With only so many bits to work with there is a limit on the precision (number of significant figures, I suppose) that can be achieved. The more bits you have, the better the precision. Think about it. 1.1 in binary is 1.5 in decimal; 1.11 is 1.75; 1.111 is 1.875 and so on. Say you want to represent the decimal number 0.999 in binary: you can never do it exactly as 1.???1 in binary is always going to be 1.???5 in decimal.

Scary huh?! It's official that computers can't count, and they're running the systems that take care of your bank balance and keep the planes in the air!

Hope that's informative.

Does that shed any further light on it for you? As Peter said, there's no room in 64 bits (a double) for more than 15 digits of precision. The actual conversion to String and/or printing is irrelevant. The poor old double is left with no choice as she has eaten all the pies! (is full)

Jules

kenneth ga
Greenhorn

Joined: Aug 05, 2004
Posts: 9

posted

0

i'm beginning to understand and the way seems clearer

however, i tried to look at the actual implementation of Double.toString(double) and in there, it manipulates the value of the "double" to be representable as "string". However, a double value of "0.1" which has no actual decimal representation is being manipulated to be representable in its closest value. It just so happen that the implementation makes it to "0.1" string. But the implementation can display "0.02" or "0.234" as a representation of that double 0.1 value.

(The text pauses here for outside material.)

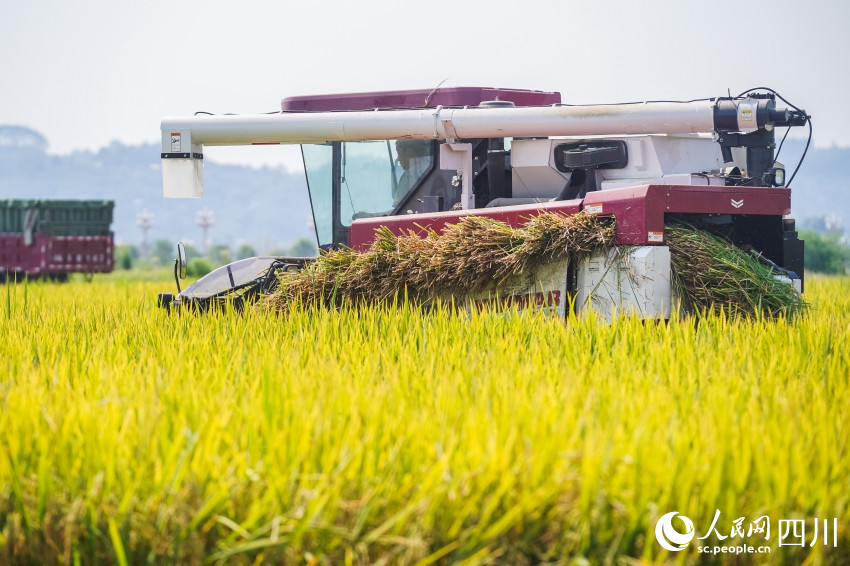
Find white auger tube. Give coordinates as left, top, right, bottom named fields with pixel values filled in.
left=161, top=101, right=719, bottom=198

what i mean is, that it can represent any "string" value since it is a string not an actual "double" value, the one that is outputted by System.out.println().

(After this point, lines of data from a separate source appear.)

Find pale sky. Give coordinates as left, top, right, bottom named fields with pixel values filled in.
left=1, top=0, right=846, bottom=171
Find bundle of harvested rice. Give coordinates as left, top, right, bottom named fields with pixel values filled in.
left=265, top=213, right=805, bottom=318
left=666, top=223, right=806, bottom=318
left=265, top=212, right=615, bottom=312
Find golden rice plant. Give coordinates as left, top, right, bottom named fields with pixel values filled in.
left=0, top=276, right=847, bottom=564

I am understanding it right?

I hope you get my point.

thanks.

Julian Kennedy
Ranch Hand

Joined: Aug 02, 2004
Posts: 823

posted

0

Sorry Kenneth, I don't really see what you're getting at. If the value in a double named point_one is 0.1D then why would Double.toString(point_one) return 0.02 or 0.234?

The moral of the story is that if you require very precise representations of floating point number then don't use float and double; use java.math.BigDecimal instead.

Jules

Peter Chase
Ranch Hand

Joined: Oct 30, 2001
Posts: 1970

posted

0

While we're here, is it not true that Double.toString() is really only for debugging use?

If you are planning to put a floating-point number (float or double) in front of an end-user, you should carefully format it according to the needs of the application. The java.text.DecimalFormat class may help here.

One generally should not put the full number of digits in front of the user, either. This is because floating-point maths accumulates round-off errors, so one or more of the least-significant decimal digits are inaccurate and should not be displayed.

How many digits are accurate depends on the types of floating-point operations that have been performed. If it's just a few additions and subtractions, then all but the last digit are likely to be correct. But if you've been doing iterative numerical calculations, logarithms, exponentiation, trig functions ... then many digits will be inaccurate. In some cases, errors can accumulate to the point where the whole answer is useless, though this rarely happens outside the confines of serious mathematical computing.

For the above reasons, floating-point should not be used for fixed-point calculations, like currency calculations.

kenneth ga
Greenhorn

Joined: Aug 05, 2004
Posts: 9

posted

0

Originally posted by Julian Kennedy: Sorry Kenneth, I don't really see what you're getting at. If the value in a double named point_one is 0.1D then why would Double.toString(point_one) return 0.02 or 0.234?

hello jules, this is exactly my point that i want to be cleared out. yes, indeed why should "0.1" be printed out as "0.02"? but if it is printed as "0.10", is this a bug?

the specs of Double.toString(double), if i understood it correctly, does not specify on how many number of decimal places should be printed, so i can display "0.1000000000000000000000000000000" instead of just "0.1".